Research output: Contribution to journalArticlepeer-review

8 Scopus citations


Bipolar disorder is a chronic multifactorial psychiatric illness that affects the mood, cognition, and functioning of about 1–2% of the world’s population. Its biological basis is unknown, and its treatment is unsatisfactory. The α1, α2, and α3 isoforms of the Na+, K+-ATPase, an essential membrane transporter, are vital for neuronal and glial function. The enzyme and its regulators, endogenous cardiac steroids like ouabain and marinobufagenin, are implicated in neuropsychiatric disorders, bipolar disorder in particular.
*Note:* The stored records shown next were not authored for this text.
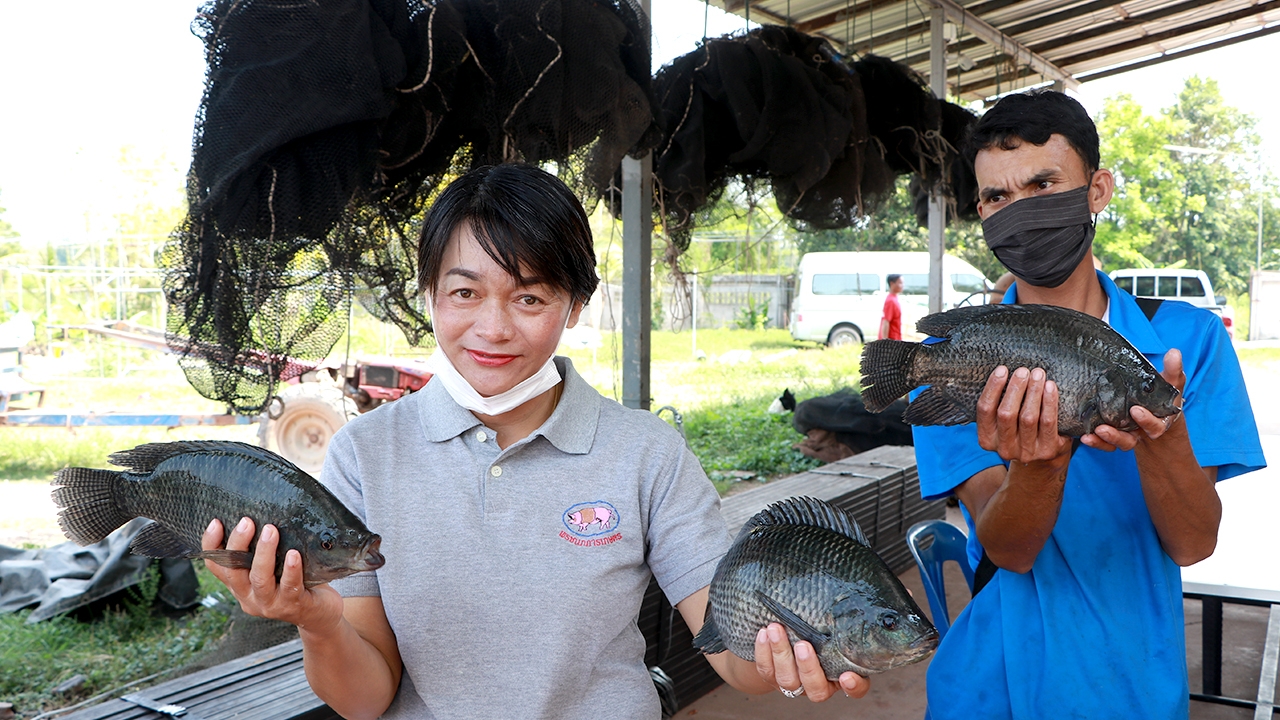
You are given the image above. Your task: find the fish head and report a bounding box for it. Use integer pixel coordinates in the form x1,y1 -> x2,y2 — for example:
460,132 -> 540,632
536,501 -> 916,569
1083,364 -> 1181,432
305,528 -> 387,587
832,575 -> 938,674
Here, we address the hypothesis that the α isoforms of the Na+, K+-ATPase and its regulators are altered in the prefrontal cortex of bipolar disease patients. The α isoforms were determined by Western blot and ouabain and marinobufagenin by specific and sensitive immunoassays. We found that the α2 and α3 isoforms were significantly higher and marinobufagenin levels were significantly lower in the prefrontal cortex of the bipolar disease patients compared with those in the control. A positive correlation was found between the levels of the three α isoforms in all samples and between the α1 isoform and ouabain levels in the controls. These results are in accordance with the notion that the Na+, K+-ATPase-endogenous cardiac steroids system is involved in bipolar disease and suggest that it may be used as a target for drug development.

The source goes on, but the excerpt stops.